Suicide is the third leading cause of death among teenagers and non-suicidal, self-injurious behaviors are more prevalent than ever. Dialectical Behavior Therapy (DBT) is an empirically supported treatment aimed at helping decrease these types of behaviors. This workshop will present the theory behind DBT and will introduce the skills used to teach teens to more effectively manage their emotions.
Jennifer L. Hartstein, PsyD is an expert on teenage suicide. We are looking forward to her Presentation this week (Wednesday, March 4th).
Something New! Contribute to this Blog, and you may win a free FCP workshop! Details will be availible at this workshop on March 4, 2009.
Overall, I enjoyed today’s workshop. Dr. Hartstein was a very good speaker with lots of knowledge and energy. She presented some very scary statistics on adolescent suicide ideation, attempts and completion rates. I’m sure that these numbers were eye-openers for the other Mental Health Professionals in the audience.

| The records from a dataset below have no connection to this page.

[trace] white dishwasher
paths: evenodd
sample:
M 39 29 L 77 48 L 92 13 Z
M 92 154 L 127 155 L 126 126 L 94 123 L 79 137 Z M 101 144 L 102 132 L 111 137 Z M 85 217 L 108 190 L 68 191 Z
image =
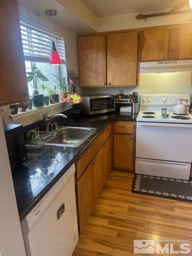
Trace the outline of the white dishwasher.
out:
M 74 164 L 21 223 L 27 256 L 70 256 L 78 239 Z

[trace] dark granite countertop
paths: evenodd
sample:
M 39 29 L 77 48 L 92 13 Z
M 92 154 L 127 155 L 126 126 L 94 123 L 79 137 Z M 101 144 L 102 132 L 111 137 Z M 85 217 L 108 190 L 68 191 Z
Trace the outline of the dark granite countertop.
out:
M 127 114 L 128 114 L 128 115 Z M 28 158 L 15 170 L 13 179 L 21 221 L 63 175 L 112 120 L 135 120 L 137 114 L 119 112 L 71 118 L 60 124 L 64 126 L 96 128 L 96 131 L 76 148 L 52 146 L 37 160 Z

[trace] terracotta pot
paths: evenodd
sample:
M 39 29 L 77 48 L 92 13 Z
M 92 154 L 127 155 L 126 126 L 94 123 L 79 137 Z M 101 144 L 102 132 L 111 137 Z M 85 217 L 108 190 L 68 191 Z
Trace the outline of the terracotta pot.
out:
M 25 112 L 28 107 L 28 101 L 21 101 L 19 104 L 19 112 Z
M 9 105 L 9 107 L 10 107 L 11 115 L 16 115 L 18 113 L 19 103 L 11 104 Z

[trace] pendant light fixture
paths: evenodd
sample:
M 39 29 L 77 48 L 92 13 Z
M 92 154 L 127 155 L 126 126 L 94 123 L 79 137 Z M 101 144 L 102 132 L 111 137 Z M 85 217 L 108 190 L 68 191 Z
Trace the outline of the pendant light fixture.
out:
M 53 16 L 57 15 L 57 12 L 54 10 L 46 10 L 45 12 L 46 15 L 51 17 L 51 32 L 52 33 L 52 50 L 50 53 L 49 57 L 49 63 L 50 65 L 61 65 L 61 59 L 60 57 L 56 50 L 55 43 L 53 40 L 53 27 L 52 24 L 52 17 Z

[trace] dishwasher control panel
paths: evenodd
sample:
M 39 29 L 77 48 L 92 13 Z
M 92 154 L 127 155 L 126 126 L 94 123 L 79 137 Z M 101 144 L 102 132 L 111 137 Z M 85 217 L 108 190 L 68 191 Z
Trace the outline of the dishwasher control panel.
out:
M 27 215 L 24 220 L 22 221 L 23 221 L 25 219 L 26 219 L 26 220 L 27 221 L 28 223 L 29 229 L 30 229 L 33 225 L 45 210 L 49 207 L 50 204 L 54 200 L 56 197 L 67 185 L 68 181 L 72 177 L 74 176 L 75 173 L 75 164 L 73 164 Z M 61 208 L 63 206 L 62 206 Z M 59 209 L 59 210 L 61 208 Z M 63 207 L 62 210 L 63 211 Z M 60 212 L 60 215 L 61 214 L 62 212 L 62 211 Z M 60 215 L 60 216 L 62 214 Z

Obviously, the complex nature of “Dialectical Behavior Therapy” (DBT). cannot be explained or taught in 3 hours. I think that Dr. Hartstein presented an excellent overview of this treatment program during the time allotted. This is an “evidence based” treatment program effective with “Multi-problem, Suicidal Adolescents” and adults, especially those diagnosed with “Borderline Personality Disorder”.
During the past many years, I have referred suicidal, BPD patients from my “traditional” practice for this treatment. I have been impressed with the results for patients with these specific problems. Despite the success of this treatment modality, I have a few questions for the Mental Health Professionals in the audience. 1. Two to four sessions per week (group, individual, etc), plus psychiatry visits for medication sounds very expensive. Who pays for this? 2. The level of commitment for the therapist, especially with the 24/7 consultation requirement is profound and noble. How many patients can they see? How do they make a living?
I noticed some parents and, perhaps college and high school students in the audience. I would like to get feedback from them as well.
Finally, I was disappointed in the lollipop. The wrapper said coconut, but it tasted like sugar.